When asked about the strategies of Managed Reserves, Martucci explained, "We were able to tell a story with the success of the money market fund business, particularly the approved for purchase list, we put risk parameters around concentration limits as well as a spread duration limits. That really resonated ... with clients who were looking for a little bit more ... return.... As Jerome was saying, a lot of it is hand-to-hand combat and educating our clients on really the benefits of taking a step outside of money market funds, and really being able to do that with a very low volatility and a very controlled fashion. That's the investment process that we've built using the expertise that we have at JP Morgan."

He added, "We are starting now to see money come down the curve, which was last year, and now we're starting to see money as more of an allocation play, where people are looking to de-risk.... Obviously, money market fund reform also has helped us, with the floating NAV. Now clients do have to consider us versus the prime fund. So that's been very beneficial for us."

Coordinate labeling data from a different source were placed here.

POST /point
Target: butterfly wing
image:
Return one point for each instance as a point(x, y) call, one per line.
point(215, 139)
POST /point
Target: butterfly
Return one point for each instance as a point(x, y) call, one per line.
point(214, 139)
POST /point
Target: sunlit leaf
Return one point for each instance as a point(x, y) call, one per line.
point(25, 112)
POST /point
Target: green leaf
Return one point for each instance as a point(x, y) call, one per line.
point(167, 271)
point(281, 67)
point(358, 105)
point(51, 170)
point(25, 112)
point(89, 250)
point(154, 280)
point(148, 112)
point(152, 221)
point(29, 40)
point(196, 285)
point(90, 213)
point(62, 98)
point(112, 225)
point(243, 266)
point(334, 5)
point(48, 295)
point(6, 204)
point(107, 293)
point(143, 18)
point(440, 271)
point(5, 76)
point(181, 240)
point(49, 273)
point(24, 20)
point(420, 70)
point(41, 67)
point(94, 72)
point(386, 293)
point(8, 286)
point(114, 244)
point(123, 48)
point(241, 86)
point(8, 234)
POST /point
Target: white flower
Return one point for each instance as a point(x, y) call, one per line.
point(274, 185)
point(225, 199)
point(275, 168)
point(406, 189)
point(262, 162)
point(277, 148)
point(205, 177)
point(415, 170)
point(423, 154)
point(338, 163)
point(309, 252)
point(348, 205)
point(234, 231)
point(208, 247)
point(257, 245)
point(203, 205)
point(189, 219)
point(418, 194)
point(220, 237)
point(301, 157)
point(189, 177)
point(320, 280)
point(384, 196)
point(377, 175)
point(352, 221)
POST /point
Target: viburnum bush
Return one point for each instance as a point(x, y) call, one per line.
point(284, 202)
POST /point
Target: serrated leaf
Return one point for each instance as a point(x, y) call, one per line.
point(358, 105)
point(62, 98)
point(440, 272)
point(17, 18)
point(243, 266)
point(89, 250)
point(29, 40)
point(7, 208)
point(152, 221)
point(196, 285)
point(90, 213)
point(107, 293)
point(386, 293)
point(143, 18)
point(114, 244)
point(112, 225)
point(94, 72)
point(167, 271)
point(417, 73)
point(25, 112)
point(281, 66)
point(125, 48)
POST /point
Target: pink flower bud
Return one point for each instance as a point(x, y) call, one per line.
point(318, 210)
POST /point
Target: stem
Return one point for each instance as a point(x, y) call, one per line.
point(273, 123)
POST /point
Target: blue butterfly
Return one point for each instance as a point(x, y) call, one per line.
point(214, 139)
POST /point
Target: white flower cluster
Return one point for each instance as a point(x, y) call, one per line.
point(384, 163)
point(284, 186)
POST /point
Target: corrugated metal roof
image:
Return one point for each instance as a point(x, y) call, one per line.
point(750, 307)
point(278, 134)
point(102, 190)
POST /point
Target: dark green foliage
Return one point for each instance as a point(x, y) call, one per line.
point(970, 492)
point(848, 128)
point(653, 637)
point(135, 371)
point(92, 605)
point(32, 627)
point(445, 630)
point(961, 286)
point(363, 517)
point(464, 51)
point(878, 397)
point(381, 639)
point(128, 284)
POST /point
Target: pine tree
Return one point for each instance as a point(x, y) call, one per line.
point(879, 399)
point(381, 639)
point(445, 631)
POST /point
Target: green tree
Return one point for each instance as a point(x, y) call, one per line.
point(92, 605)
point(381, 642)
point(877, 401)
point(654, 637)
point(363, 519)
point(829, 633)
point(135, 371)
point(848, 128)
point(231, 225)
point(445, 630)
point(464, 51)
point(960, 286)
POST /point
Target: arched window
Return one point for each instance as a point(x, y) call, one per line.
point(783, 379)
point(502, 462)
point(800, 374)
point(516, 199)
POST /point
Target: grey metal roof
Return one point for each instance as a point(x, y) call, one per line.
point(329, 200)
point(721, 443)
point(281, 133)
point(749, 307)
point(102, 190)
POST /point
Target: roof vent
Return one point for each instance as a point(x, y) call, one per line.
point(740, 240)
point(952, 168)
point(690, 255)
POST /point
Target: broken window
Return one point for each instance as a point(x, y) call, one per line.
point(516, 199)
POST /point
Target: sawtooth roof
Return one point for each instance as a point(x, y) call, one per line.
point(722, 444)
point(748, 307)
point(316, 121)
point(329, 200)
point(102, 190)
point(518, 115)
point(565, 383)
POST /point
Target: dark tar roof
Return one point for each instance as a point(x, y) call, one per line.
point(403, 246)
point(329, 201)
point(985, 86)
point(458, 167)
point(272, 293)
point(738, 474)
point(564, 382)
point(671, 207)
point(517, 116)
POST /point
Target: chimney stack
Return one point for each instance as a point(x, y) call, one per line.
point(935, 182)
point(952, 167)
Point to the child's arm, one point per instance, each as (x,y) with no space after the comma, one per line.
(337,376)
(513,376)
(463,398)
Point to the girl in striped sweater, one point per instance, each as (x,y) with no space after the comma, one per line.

When asked where he looks for adding yield, D'Angelo responded, "I think we choose to view ultra-short as sort of like a mini, multi-sector thing. In almost all of our ultra-short mandates, we have anywhere from 10%, 20%, up to 50% in structured product. So I think for us the biggest question is 'How much money do you need to have laying around based on what the client's needs are?' That to me is the trickiest part of ultra-short. That being said, from a bank exposure standpoint, I would say we're 20-25% in banks in ultra-short."

The PGIM manager explained, "We buy a lot of A2-P2 commercial paper in those products. We like the diversity there, and through 2008, we felt like that liquidity there was pretty strong. [There are] far fewer banks in ultra-short than you might expect given how heavy 2a-7 is. And from a multi-sector standpoint -- you talked about the trading floor being like a football field -- and we kind of run up and down the football field asking 'Can you find me some of this 3-year CMBS Triple-A fixed?' We'll put swaps on it and do we have to do with that, but a lot of what we do is ... is based on what's going on throughout our complex."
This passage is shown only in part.